Now, a handful of Wall Street luminaries have taken that assessment one step further, telling Bloomberg that they are anticipating a trade war that could last for years, if not decades.
Stephen Jen, a former economist at the International Monetary Fund and Morgan Stanley who now runs Eurizon SLJ Capital, said the trade battle between China and the US will probably endure for the rest of his career.
“This contest will be a drawn-out process that will likely last our careers…we as investors and analysts need to pace ourselves, and try to not just follow the latest news. We need to understand the economics and the cultural differences.”
It’s tempting to dismiss Jen’s statement as an example of extreme hyperbole, but the fact remains that Jens isn’t the only one who believes President Trump has ushered in a paradigm shift in US-China economic relations.
Even if Trump and Xi do manage to hammer out a deal in Osaka (an outcome that’s looking less likely by the day, despite Mike Pence’s Friday morning jawboning), the two countries will likely continue to battle over issues like technology theft and forced transfers for the foreseeable future, Mark Mobius said. Trump and his coterie of China hawks have opened Pandora’s Box, and there’s no going back.

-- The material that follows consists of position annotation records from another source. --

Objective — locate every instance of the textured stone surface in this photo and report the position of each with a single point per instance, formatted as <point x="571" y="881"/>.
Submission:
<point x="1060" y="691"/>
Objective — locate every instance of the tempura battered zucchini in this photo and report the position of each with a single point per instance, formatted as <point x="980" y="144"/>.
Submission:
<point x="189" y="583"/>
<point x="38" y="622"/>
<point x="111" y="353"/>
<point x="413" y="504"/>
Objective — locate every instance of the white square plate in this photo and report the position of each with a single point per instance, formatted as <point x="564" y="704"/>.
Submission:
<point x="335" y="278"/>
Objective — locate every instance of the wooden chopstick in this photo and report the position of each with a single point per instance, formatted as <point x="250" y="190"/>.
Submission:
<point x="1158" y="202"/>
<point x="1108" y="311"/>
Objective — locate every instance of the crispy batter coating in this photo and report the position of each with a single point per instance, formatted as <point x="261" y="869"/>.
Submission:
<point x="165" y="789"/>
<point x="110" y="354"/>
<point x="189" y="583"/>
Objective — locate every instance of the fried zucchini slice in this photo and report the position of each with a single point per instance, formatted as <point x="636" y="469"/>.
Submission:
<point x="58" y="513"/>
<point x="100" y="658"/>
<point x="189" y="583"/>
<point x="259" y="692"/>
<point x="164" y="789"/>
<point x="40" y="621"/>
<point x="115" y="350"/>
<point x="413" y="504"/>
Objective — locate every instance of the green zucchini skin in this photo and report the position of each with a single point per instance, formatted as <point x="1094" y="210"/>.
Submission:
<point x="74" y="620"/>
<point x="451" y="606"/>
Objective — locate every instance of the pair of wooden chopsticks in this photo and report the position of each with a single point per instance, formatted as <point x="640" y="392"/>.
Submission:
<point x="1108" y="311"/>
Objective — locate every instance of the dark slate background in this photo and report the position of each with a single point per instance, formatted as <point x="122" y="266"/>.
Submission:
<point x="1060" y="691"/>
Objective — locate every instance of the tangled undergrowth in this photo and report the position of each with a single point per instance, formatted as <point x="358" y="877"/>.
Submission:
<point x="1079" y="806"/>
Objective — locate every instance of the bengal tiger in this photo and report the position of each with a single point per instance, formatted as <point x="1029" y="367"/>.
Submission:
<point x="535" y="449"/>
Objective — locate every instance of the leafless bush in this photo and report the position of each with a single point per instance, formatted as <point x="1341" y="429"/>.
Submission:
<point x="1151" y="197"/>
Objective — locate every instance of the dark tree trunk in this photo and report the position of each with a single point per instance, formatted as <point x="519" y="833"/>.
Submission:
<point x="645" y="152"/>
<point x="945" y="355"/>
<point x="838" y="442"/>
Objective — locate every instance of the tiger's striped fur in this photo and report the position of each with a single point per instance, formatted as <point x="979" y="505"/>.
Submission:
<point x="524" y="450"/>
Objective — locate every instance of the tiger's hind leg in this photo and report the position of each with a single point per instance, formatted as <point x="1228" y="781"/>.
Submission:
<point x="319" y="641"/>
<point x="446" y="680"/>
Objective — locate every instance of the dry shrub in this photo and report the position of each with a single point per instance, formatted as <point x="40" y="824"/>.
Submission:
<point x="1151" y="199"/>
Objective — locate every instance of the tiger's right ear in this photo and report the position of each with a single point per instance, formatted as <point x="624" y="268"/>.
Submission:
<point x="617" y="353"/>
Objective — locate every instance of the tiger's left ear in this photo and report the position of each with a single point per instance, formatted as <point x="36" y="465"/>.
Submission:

“We’re in a new game – Trump has really opened this can of worms,” the emerging markets veteran, who left Templeton Asset Management last year to co-found Mobius Capital Partners, said in an interview with Bloomberg Television. He flagged India, Vietnam and Bangladesh as potential beneficiaries as the conflict spurs manufacturers to diversify away from China.
After returning from a trip to China, one hedge fund portfolio manager cut all Chinese bonds from his portfolio and replaced them with high-grade corporate debt (of course, these come with their own set of risks) in developed markets. He says he’s now convinced that the trade spat will take “decades” to resolve.
There’s still plenty of room for the Trump administration to press ahead with new tariffs (the administration is planning to slap levies on the balance of Chinese imports flowing into the US).
And the administration has indicated that it has no plans to back down. Trump has continued to insist that China will be paying the tariffs, though, in reality, the costs will be paid by importers and ultimately passed along to American consumers. And while bond yields have fallen to their lowest levels since 2017 as inflation expectations have largely subsided, more tariffs could quickly revive latent inflationary pressures, potentially creating a serious problem for the Fed.
Bridgewater founder Ray Dalio has been warning about the fallout from an inevitable conflict – one that could have both economic and military dimensions – for years now, and since the trade war erupted, he has warned that the two countries will clash in “all sorts of ways.” Given the fact that US and Chinese interests are diametrically opposed, the prospects for a negotiated settlement are extremely slim.
“They can’t negotiate these more fundamental issues,” wrote Dalio, whose firm oversees about $160 billion and has offices in Westport, Connecticut, and Shanghai.
The upshot: Those who sold in May and went away probably couldn’t have picked a better time. The trade war has wiped more than $4 trillion off the combined market cap of global markets this month. And increasingly, Wall Street is coming around to the notion that the selling pressure might be far from over.